Family of Four Killed as Fire Destroys Phnom Penh Home

A family of four died early Thursday morning when their home in Phnom Penh’s Sen Sok district was engulfed in flames as they slept, a fire official said.

Prum Yorn, chief of the municipal police fire bureau, said the blaze broke out in the Phnom Penh Thmei commune house at about 4 a.m. when faulty wiring on the first floor caused a short circuit near where the family stored bottles and 30-liter containers of gasoline, which they sold during the day.

A man sorts through the wreckage of a home in Phnom Penh's Sen Sok district where four people died in a fire Thursday. (Siv Channa/The Cambodia Daily)
A man sorts through the wreckage of a home in Phnom Penh’s Sen Sok district where four people died in a fire Thursday. (Siv Channa/The Cambodia Daily)

“The fire was caused by an electrical fault that spread to small gas canisters,” he said.

Mr. Yorn identified the victims as husband and wife Kim Chanrath, 36, and Sem Sophal, 35, and their daughters Reth Chan Sovandary and Reth Sok Soursdey, aged 12 and 3, respectively.
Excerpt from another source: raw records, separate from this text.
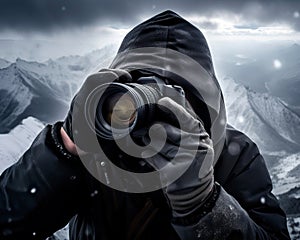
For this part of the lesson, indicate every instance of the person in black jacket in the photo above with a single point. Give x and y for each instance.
(208, 180)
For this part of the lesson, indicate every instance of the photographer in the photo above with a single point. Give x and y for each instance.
(185, 174)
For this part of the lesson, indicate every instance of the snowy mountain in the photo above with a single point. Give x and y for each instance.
(14, 143)
(4, 63)
(44, 90)
(263, 117)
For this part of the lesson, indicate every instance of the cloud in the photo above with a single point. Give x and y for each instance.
(47, 15)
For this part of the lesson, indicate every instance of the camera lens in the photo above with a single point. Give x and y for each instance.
(119, 110)
(113, 110)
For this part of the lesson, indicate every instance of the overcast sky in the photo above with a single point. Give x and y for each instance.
(95, 23)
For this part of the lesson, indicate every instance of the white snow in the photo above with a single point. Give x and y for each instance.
(284, 182)
(14, 144)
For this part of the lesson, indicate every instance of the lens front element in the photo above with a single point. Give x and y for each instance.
(119, 110)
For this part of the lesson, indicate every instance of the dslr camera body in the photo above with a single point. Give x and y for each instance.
(124, 107)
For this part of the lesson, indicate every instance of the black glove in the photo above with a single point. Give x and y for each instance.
(188, 150)
(85, 135)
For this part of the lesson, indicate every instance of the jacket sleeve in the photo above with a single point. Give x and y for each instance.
(42, 191)
(252, 213)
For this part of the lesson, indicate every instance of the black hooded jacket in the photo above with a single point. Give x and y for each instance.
(48, 187)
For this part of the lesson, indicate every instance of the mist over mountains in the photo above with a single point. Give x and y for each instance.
(44, 90)
(261, 90)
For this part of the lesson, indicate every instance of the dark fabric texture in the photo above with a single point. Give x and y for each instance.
(43, 190)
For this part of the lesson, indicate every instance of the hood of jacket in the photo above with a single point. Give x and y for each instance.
(170, 47)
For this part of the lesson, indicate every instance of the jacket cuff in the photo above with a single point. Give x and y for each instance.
(55, 141)
(227, 220)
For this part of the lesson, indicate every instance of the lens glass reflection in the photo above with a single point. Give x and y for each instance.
(119, 110)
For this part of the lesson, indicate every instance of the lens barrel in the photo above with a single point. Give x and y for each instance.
(113, 110)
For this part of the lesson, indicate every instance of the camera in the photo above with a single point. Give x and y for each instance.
(115, 109)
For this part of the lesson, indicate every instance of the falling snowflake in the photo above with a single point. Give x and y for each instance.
(277, 64)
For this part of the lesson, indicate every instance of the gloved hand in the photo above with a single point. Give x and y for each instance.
(85, 136)
(188, 150)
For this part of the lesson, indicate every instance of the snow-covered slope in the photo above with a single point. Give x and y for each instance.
(14, 143)
(272, 126)
(4, 63)
(269, 122)
(44, 90)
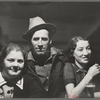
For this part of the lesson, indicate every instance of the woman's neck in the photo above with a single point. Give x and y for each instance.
(8, 78)
(81, 66)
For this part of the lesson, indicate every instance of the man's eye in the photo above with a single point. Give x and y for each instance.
(11, 60)
(80, 49)
(35, 39)
(44, 39)
(20, 61)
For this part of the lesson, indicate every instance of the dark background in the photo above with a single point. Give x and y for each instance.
(70, 18)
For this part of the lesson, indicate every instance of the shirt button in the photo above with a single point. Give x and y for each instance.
(46, 89)
(47, 77)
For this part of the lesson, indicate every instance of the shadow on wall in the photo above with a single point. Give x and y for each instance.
(95, 46)
(0, 38)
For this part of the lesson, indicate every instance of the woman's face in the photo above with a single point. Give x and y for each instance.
(13, 63)
(82, 52)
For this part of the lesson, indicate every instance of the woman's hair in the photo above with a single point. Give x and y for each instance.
(72, 45)
(7, 49)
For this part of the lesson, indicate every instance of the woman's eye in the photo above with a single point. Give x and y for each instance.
(11, 60)
(80, 49)
(35, 39)
(20, 61)
(44, 39)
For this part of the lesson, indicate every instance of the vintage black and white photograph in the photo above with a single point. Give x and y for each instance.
(49, 49)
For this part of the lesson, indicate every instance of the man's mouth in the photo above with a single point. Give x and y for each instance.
(15, 68)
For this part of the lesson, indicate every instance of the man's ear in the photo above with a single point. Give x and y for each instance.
(50, 41)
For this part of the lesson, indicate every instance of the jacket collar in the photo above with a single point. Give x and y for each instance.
(77, 69)
(19, 83)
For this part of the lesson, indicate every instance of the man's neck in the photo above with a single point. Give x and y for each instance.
(41, 58)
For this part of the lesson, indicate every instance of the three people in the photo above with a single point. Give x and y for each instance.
(75, 76)
(14, 82)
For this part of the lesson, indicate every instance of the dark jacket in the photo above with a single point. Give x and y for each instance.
(56, 87)
(56, 84)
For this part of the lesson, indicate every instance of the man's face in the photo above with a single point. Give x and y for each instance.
(82, 52)
(40, 41)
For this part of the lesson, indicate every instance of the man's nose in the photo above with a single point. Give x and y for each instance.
(85, 52)
(15, 63)
(40, 46)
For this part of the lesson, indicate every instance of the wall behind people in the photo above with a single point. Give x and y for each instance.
(76, 18)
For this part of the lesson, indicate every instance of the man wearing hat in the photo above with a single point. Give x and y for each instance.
(48, 61)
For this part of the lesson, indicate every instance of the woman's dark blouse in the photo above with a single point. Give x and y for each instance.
(72, 74)
(31, 89)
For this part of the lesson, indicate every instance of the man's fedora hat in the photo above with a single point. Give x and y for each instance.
(37, 23)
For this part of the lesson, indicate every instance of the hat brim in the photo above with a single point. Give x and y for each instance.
(49, 27)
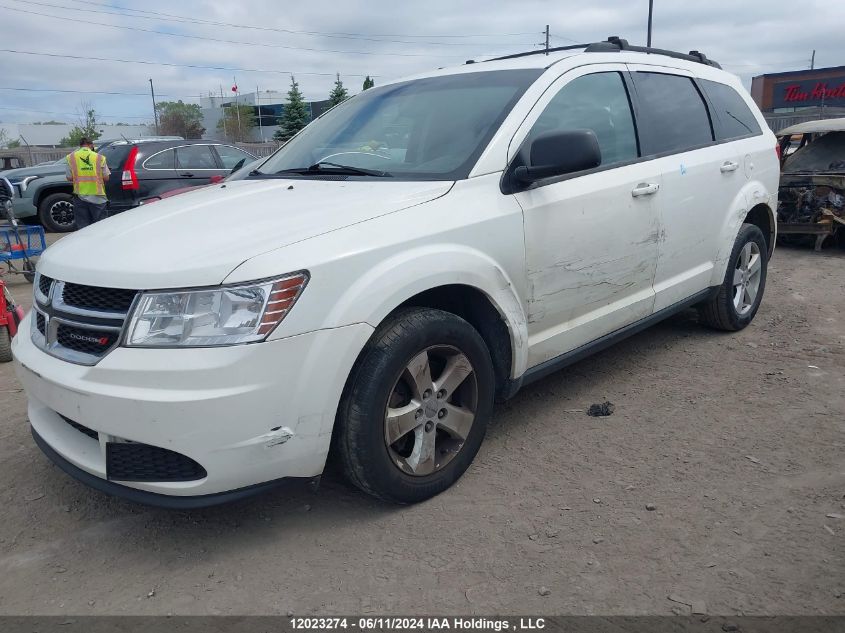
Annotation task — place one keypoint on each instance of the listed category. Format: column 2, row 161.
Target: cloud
column 747, row 38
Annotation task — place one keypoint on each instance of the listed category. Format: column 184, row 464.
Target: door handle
column 645, row 189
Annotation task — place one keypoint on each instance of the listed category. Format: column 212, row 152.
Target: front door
column 591, row 239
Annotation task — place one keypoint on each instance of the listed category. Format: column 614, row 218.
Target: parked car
column 239, row 172
column 140, row 169
column 811, row 200
column 370, row 304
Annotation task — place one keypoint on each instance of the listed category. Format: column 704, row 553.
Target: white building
column 268, row 106
column 51, row 135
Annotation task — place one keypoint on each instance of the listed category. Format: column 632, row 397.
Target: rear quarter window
column 116, row 155
column 676, row 116
column 733, row 118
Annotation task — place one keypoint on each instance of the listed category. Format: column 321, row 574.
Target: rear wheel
column 416, row 407
column 741, row 292
column 5, row 344
column 56, row 213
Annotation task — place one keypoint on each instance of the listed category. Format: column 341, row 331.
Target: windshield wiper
column 335, row 168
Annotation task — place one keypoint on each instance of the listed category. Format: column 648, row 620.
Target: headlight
column 206, row 317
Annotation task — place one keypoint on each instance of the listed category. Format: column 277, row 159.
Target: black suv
column 148, row 169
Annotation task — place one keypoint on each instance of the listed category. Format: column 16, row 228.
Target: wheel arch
column 752, row 205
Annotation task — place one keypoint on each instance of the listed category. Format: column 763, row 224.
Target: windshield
column 426, row 129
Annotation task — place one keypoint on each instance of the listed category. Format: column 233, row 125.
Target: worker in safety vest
column 88, row 172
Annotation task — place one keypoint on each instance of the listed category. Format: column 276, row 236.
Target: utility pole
column 223, row 110
column 258, row 108
column 155, row 113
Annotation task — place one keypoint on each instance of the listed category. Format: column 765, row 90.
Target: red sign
column 813, row 92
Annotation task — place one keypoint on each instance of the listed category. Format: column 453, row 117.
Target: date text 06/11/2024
column 417, row 623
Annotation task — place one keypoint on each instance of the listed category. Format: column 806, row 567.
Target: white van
column 419, row 251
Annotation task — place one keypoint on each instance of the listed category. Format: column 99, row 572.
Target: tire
column 28, row 271
column 5, row 344
column 442, row 413
column 727, row 310
column 55, row 212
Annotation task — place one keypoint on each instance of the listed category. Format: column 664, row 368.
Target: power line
column 214, row 39
column 110, row 116
column 100, row 92
column 152, row 15
column 173, row 65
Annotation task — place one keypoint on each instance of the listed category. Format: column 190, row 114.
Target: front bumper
column 248, row 414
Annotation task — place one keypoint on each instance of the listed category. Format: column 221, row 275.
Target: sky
column 266, row 41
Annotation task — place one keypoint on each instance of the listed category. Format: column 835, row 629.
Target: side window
column 162, row 160
column 676, row 111
column 733, row 116
column 231, row 156
column 597, row 102
column 195, row 157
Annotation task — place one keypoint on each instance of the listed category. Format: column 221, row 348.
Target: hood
column 20, row 173
column 198, row 238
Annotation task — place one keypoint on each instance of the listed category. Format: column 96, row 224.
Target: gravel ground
column 735, row 440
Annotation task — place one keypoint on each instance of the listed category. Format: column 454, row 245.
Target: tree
column 339, row 94
column 295, row 116
column 85, row 128
column 180, row 119
column 237, row 123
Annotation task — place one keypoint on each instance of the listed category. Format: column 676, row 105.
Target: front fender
column 387, row 285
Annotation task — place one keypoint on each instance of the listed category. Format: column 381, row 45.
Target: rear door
column 677, row 131
column 196, row 164
column 232, row 158
column 591, row 238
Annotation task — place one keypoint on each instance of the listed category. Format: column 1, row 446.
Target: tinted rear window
column 676, row 112
column 733, row 117
column 116, row 155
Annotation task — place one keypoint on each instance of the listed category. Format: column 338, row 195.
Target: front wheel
column 55, row 212
column 416, row 406
column 741, row 292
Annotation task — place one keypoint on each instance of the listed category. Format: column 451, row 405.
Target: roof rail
column 616, row 44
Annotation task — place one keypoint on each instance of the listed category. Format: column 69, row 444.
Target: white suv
column 417, row 252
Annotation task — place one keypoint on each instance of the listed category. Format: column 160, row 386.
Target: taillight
column 129, row 179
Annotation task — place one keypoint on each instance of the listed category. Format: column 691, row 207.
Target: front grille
column 142, row 462
column 93, row 298
column 82, row 429
column 44, row 284
column 78, row 323
column 85, row 340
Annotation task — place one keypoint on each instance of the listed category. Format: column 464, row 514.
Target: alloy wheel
column 431, row 410
column 62, row 213
column 747, row 276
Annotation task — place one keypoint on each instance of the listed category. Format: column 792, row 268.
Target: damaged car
column 812, row 186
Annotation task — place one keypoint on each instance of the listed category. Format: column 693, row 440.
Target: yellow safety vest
column 86, row 168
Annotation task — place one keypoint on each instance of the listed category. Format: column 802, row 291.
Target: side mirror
column 558, row 153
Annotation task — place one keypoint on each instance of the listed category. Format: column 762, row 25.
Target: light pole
column 155, row 114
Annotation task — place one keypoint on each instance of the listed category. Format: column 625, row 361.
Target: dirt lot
column 737, row 440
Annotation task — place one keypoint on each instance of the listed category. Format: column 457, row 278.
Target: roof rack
column 615, row 44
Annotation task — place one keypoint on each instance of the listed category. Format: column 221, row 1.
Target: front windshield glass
column 425, row 129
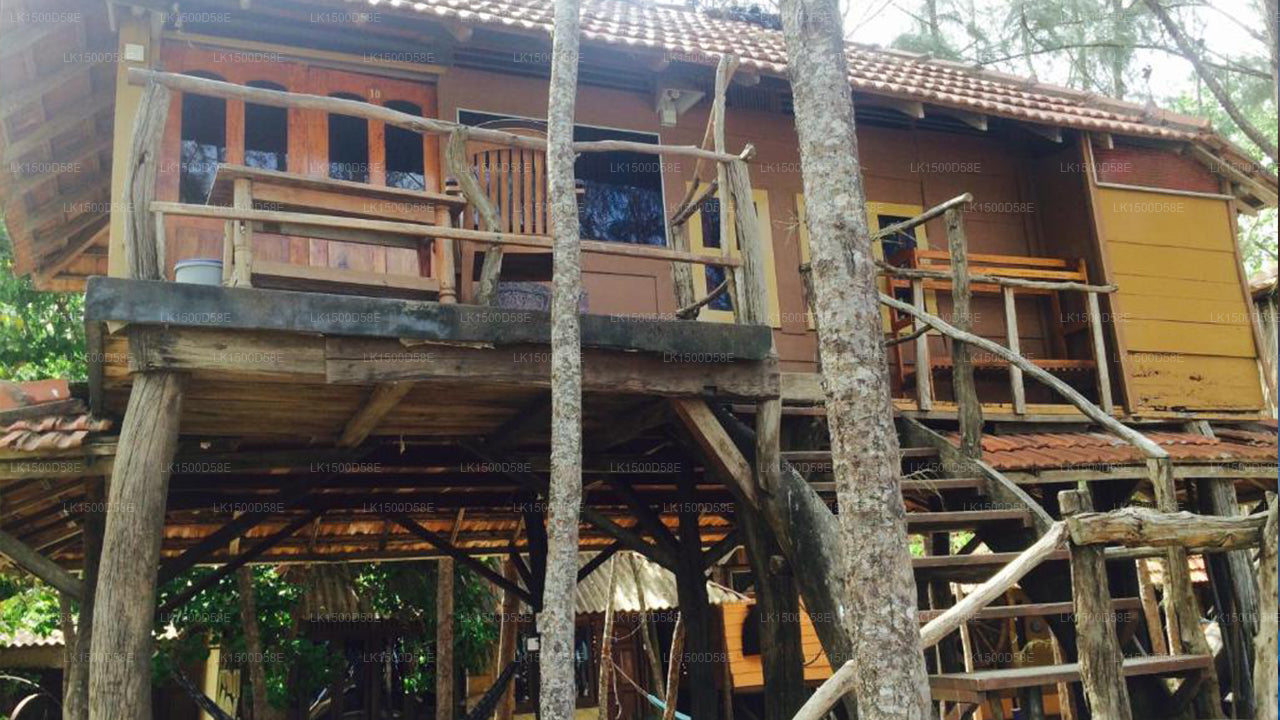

The fire chief added that his officers concluded the family had no chance to escape as the fire began near the home’s only unlocked exit, and because the first of five fire trucks arrived 15 minutes after the blaze started.

“When we tried to put out the fire, we didn’t think the victims were still in the house. If they would have had another exit door they would not have died,” Mr. Yorn said, adding that the fire spread to two adjacent houses and took two hours to extinguish.

Sem Sophal’s sister, Sem Sopha, 34, who lived next door to the victims’ house—and whose home was also damaged in the fire—said that she had heard cries for help as the flames began to spread.

“I heard people yelling and I thought it was a robbery, but then I saw my house had caught fire,” she said. “My brother-in-law tried to break through his house’s wall with a hatchet, but it didnt work.”

A door leading to a space at the back of the house rented by two garment workers was locked, she added, as the pair was away at the time of the fire.

Ms. Sopha said that by her calculations firefighters took half an hour to arrive. “If the fire trucks were not so slow to arrive they might have been rescued.”